Tuesday, October 11, 2005

Stealth, We Hardly Knew Ye

The stealth era may be ending, according to OpinionJournal. Good riddance.


Republican presidents...have largely avoided open battles over judicial philosophy and have enjoyed the tacit approval of their party in doing so. The underlying belief has been that political realities require tiptoeing conservatives past a liberal Senate. Even many conservatives accepted for a time that the best they could hope for was a "stealth nominee": one who had an internal conservative compass that wouldn't be spotted by liberal senators.

Those days are now over. The shortcoming of stealth candidates has long been apparent. Anthony Kennedy, whom President Reagan nominated after Judge Bork's defeat, hasn't moved the court to the right. David Souter--the quintessential "stealth candidate"--was put on the court by the first President Bush in 1990 and has become a symbol to the right of why unknown candidates must be resisted.

Anyone who suppresses all evidence of having conservative principles for decades in hopes of one day winning a seat on the Supreme Court probably isn't really a conservative.


This is why the Miers selection is disconcerting for conservatives. Winning the presidency comes with a certain electoral mandate, as does winning the Senate. Except for a brief period after Sen. Jim Jeffords handed control over to Democrats, Republicans have controlled the Senate since 1995, and they picked up four net Senate seats last year, in part by campaigning against Democratic obstruction of judges. Mr. Bush also campaigned last year on the pledge that if he was re-elected he would appoint justices in the mold of Antonin Scalia and Clarence Thomas--about as unstealthy as you can get. Once the election results were in, the political necessity of a stealth nominee seemed to have passed.
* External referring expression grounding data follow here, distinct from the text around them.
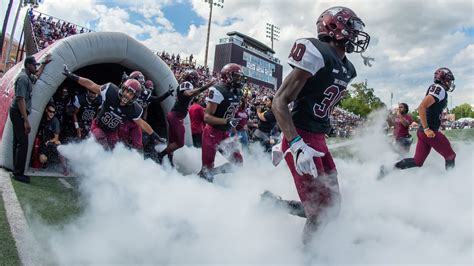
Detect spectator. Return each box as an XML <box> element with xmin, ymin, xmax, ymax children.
<box><xmin>231</xmin><ymin>99</ymin><xmax>250</xmax><ymax>150</ymax></box>
<box><xmin>392</xmin><ymin>103</ymin><xmax>414</xmax><ymax>154</ymax></box>
<box><xmin>10</xmin><ymin>54</ymin><xmax>51</xmax><ymax>183</ymax></box>
<box><xmin>37</xmin><ymin>103</ymin><xmax>68</xmax><ymax>174</ymax></box>
<box><xmin>253</xmin><ymin>96</ymin><xmax>277</xmax><ymax>152</ymax></box>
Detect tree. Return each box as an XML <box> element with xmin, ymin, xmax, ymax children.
<box><xmin>451</xmin><ymin>103</ymin><xmax>474</xmax><ymax>119</ymax></box>
<box><xmin>410</xmin><ymin>109</ymin><xmax>419</xmax><ymax>123</ymax></box>
<box><xmin>339</xmin><ymin>81</ymin><xmax>385</xmax><ymax>117</ymax></box>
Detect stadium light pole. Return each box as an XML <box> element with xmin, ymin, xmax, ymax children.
<box><xmin>0</xmin><ymin>0</ymin><xmax>14</xmax><ymax>58</ymax></box>
<box><xmin>265</xmin><ymin>23</ymin><xmax>280</xmax><ymax>50</ymax></box>
<box><xmin>202</xmin><ymin>0</ymin><xmax>224</xmax><ymax>68</ymax></box>
<box><xmin>3</xmin><ymin>0</ymin><xmax>22</xmax><ymax>70</ymax></box>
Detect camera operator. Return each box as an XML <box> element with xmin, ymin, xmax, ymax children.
<box><xmin>253</xmin><ymin>96</ymin><xmax>277</xmax><ymax>152</ymax></box>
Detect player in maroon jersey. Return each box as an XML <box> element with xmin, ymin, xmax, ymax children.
<box><xmin>198</xmin><ymin>63</ymin><xmax>245</xmax><ymax>182</ymax></box>
<box><xmin>394</xmin><ymin>68</ymin><xmax>456</xmax><ymax>170</ymax></box>
<box><xmin>156</xmin><ymin>70</ymin><xmax>215</xmax><ymax>165</ymax></box>
<box><xmin>272</xmin><ymin>6</ymin><xmax>370</xmax><ymax>244</ymax></box>
<box><xmin>62</xmin><ymin>65</ymin><xmax>165</xmax><ymax>150</ymax></box>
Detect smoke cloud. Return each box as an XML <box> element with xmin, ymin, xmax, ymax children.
<box><xmin>29</xmin><ymin>117</ymin><xmax>473</xmax><ymax>265</ymax></box>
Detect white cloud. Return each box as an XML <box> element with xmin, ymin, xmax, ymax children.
<box><xmin>5</xmin><ymin>0</ymin><xmax>473</xmax><ymax>107</ymax></box>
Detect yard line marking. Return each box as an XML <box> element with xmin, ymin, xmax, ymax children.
<box><xmin>0</xmin><ymin>169</ymin><xmax>47</xmax><ymax>265</ymax></box>
<box><xmin>58</xmin><ymin>178</ymin><xmax>73</xmax><ymax>189</ymax></box>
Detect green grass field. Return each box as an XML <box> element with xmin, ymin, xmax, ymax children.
<box><xmin>12</xmin><ymin>176</ymin><xmax>83</xmax><ymax>226</ymax></box>
<box><xmin>0</xmin><ymin>196</ymin><xmax>21</xmax><ymax>265</ymax></box>
<box><xmin>0</xmin><ymin>128</ymin><xmax>472</xmax><ymax>263</ymax></box>
<box><xmin>443</xmin><ymin>128</ymin><xmax>474</xmax><ymax>141</ymax></box>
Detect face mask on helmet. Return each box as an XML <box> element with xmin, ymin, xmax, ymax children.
<box><xmin>86</xmin><ymin>91</ymin><xmax>97</xmax><ymax>102</ymax></box>
<box><xmin>119</xmin><ymin>80</ymin><xmax>141</xmax><ymax>105</ymax></box>
<box><xmin>182</xmin><ymin>70</ymin><xmax>199</xmax><ymax>86</ymax></box>
<box><xmin>344</xmin><ymin>17</ymin><xmax>370</xmax><ymax>53</ymax></box>
<box><xmin>145</xmin><ymin>80</ymin><xmax>154</xmax><ymax>90</ymax></box>
<box><xmin>317</xmin><ymin>6</ymin><xmax>370</xmax><ymax>54</ymax></box>
<box><xmin>230</xmin><ymin>72</ymin><xmax>246</xmax><ymax>89</ymax></box>
<box><xmin>434</xmin><ymin>68</ymin><xmax>456</xmax><ymax>92</ymax></box>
But the desire for stealth nominees proved harder to kill than many realized. Chief Justice Roberts himself was something of a stealth nominee, albeit a very good one. Ms. Miers is even more of an unknown, and Republicans across the spectrum are balking. After all, why take a chance on another stealth nominee when Republicans control the Senate and could confirm a solid, serious conservative? Why bunt when you can hit a home run?
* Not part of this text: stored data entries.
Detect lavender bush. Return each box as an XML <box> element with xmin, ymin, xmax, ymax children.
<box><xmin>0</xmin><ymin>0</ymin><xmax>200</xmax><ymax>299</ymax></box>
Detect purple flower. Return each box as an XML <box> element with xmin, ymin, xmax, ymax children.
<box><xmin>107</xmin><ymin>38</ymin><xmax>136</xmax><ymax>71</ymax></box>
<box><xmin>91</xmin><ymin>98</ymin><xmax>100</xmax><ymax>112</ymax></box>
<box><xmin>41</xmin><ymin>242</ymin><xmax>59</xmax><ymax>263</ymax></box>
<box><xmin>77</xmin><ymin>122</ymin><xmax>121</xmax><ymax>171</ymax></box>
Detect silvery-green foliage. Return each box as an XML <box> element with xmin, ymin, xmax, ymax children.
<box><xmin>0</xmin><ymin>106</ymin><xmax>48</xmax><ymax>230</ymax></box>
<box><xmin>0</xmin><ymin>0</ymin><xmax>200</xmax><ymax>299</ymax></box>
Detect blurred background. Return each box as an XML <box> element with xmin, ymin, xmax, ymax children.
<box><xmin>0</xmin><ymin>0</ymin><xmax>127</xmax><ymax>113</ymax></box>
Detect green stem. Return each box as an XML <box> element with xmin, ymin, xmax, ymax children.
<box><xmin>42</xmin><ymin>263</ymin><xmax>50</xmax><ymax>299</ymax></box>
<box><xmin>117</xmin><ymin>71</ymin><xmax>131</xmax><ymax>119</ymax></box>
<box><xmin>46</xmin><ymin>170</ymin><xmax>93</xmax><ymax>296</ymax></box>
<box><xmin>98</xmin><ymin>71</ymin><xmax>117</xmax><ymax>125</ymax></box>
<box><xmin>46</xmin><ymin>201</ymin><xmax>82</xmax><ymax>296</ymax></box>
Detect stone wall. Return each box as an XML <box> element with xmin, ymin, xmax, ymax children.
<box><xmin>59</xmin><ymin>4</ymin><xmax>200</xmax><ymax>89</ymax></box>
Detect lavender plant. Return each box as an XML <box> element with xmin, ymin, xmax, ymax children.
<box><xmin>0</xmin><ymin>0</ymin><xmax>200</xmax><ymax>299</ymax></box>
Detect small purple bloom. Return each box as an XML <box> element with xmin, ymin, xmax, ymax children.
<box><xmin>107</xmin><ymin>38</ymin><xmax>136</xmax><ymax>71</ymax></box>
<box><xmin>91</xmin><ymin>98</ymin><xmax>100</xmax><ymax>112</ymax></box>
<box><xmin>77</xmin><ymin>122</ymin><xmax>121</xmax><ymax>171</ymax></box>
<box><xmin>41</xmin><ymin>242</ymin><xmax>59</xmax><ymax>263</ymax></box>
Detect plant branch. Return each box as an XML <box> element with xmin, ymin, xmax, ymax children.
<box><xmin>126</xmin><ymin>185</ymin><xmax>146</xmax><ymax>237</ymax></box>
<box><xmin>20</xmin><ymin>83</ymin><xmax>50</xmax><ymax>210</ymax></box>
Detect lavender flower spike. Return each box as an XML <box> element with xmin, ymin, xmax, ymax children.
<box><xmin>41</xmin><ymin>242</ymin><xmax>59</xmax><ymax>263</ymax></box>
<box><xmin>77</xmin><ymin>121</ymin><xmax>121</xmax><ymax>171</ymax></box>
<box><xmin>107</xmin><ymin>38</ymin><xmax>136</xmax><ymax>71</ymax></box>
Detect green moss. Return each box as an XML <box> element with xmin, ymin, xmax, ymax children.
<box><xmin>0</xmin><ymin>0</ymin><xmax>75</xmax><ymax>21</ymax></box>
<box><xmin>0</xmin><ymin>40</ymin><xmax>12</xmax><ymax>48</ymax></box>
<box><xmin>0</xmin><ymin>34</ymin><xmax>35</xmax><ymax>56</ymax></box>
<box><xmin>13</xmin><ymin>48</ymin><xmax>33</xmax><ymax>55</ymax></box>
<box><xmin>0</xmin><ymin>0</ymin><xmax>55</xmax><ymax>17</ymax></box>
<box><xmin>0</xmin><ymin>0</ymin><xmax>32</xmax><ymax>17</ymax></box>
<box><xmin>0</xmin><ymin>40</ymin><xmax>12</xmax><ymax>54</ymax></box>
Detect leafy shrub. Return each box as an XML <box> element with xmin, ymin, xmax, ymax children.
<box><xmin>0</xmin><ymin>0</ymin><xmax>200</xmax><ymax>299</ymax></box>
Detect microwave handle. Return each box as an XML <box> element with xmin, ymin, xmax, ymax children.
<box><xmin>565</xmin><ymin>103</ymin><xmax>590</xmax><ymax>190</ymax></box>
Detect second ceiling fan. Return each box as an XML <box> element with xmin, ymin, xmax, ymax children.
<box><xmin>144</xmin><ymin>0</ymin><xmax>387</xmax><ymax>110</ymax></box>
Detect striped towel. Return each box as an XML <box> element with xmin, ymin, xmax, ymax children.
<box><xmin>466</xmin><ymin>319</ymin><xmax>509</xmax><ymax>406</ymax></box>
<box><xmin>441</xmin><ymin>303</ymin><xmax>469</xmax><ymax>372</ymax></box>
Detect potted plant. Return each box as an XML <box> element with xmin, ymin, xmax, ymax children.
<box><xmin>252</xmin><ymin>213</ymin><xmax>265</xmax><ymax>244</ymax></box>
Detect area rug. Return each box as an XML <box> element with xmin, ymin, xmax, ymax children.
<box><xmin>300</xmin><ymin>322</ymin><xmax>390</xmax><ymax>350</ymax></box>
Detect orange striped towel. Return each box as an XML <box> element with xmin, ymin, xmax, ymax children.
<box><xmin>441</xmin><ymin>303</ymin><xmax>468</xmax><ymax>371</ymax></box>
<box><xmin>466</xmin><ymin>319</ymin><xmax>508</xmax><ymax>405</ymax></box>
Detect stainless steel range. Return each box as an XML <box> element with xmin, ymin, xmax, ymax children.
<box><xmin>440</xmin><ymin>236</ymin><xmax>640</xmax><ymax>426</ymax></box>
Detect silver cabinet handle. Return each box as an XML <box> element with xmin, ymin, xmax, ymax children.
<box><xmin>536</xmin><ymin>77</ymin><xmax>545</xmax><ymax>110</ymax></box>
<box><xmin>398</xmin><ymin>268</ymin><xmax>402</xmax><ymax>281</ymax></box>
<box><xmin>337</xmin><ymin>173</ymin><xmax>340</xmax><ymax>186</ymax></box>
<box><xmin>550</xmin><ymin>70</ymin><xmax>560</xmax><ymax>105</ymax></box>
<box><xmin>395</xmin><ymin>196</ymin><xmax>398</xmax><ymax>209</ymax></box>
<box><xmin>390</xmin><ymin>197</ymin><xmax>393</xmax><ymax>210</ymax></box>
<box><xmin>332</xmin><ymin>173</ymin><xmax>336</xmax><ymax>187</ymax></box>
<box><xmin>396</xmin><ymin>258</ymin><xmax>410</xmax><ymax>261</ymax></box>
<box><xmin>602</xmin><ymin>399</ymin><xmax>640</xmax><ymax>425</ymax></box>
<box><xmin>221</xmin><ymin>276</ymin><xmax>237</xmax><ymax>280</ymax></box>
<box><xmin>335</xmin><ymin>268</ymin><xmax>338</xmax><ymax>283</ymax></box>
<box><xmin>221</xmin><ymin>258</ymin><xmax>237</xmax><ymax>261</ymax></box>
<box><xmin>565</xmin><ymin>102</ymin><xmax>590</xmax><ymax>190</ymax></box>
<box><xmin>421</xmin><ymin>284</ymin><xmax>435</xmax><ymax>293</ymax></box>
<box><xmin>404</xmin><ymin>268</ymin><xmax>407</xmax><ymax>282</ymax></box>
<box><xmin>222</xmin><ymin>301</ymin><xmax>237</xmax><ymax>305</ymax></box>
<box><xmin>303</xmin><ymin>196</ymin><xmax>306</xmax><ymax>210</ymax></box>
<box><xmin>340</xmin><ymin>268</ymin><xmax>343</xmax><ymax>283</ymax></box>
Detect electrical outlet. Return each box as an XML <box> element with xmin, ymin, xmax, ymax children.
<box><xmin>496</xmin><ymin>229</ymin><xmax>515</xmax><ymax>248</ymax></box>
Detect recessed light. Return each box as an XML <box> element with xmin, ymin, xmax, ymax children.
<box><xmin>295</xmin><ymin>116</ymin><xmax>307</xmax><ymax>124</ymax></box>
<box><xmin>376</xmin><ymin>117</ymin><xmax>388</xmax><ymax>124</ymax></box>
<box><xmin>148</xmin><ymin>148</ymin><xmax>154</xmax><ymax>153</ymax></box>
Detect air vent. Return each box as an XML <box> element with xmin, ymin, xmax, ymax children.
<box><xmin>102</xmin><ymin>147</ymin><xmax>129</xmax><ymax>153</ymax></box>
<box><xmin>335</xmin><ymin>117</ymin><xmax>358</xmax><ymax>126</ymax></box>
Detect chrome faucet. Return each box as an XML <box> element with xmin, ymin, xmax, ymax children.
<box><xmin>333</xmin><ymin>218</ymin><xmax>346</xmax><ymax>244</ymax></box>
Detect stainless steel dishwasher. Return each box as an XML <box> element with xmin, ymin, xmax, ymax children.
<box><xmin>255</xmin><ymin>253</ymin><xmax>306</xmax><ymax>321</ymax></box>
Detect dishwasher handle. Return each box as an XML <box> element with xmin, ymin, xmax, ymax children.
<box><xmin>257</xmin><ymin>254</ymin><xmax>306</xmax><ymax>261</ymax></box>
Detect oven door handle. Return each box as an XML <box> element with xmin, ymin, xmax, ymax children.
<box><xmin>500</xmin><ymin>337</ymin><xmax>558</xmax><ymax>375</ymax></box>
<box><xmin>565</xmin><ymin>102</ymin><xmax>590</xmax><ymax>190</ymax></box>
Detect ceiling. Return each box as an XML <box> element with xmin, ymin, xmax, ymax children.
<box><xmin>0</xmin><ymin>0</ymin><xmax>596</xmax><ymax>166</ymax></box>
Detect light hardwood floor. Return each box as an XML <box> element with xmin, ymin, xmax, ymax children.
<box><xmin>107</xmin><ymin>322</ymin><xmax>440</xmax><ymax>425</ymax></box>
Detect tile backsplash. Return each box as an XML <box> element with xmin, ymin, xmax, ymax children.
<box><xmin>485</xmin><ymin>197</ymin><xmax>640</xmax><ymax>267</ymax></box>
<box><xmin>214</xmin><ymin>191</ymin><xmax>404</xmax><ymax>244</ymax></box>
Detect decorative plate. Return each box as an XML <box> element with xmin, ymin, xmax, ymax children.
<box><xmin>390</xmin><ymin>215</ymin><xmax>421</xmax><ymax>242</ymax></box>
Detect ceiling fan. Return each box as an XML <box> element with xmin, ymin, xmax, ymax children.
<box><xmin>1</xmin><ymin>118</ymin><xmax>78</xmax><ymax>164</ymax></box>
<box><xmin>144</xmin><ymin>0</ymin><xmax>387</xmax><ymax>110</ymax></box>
If Ms. Miers's nomination is defeated, if she withdraws her name from consideration, or perhaps even if she is just badly roughed up by the right, she will probably be the last stealth candidate a Republican president puts up for the high court, at least as long as the GOP holds the Senate.

But let's also be clear, if Ms. Miers's candidacy is sunk, it will be a rebuke not only of her but of the president himself. For some on Capitol Hill such a rebuke will come at a steep political price. This president has been extremely cooperative with Congress, but if he is handed a large and very public political defeat by the Senate, the political dynamics will change. The president may even decide he needs to take a stronger hand with Congress if he is to get anything done in his last few years in office.

We can hope getting tougher would mean allying with spending foes in the House, vetoing pork-laden bills and shelving plans to back "safe" but moderate Republican senators (like Mr. Specter) when they face serious primary challenges from conservative candidates. We can also hope getting tough would include picking a solid conservative Supreme Court nominee. But in any case, the political climate is changing in Washington.

Good. As far as I'm concerned, if the GOP cannot fix these problems when it is the majority and has been handed a mandate, then screw the GOP. They are of no use to anyone. If they need to spend some time wandering in the wilderness again in order to figure out what their mission is, then so be it. I tire of their nonsense. I do not support them blindly, and am willing to see them defeated if that's what it takes to knock a clue into their thick nancy-boy loser skulls.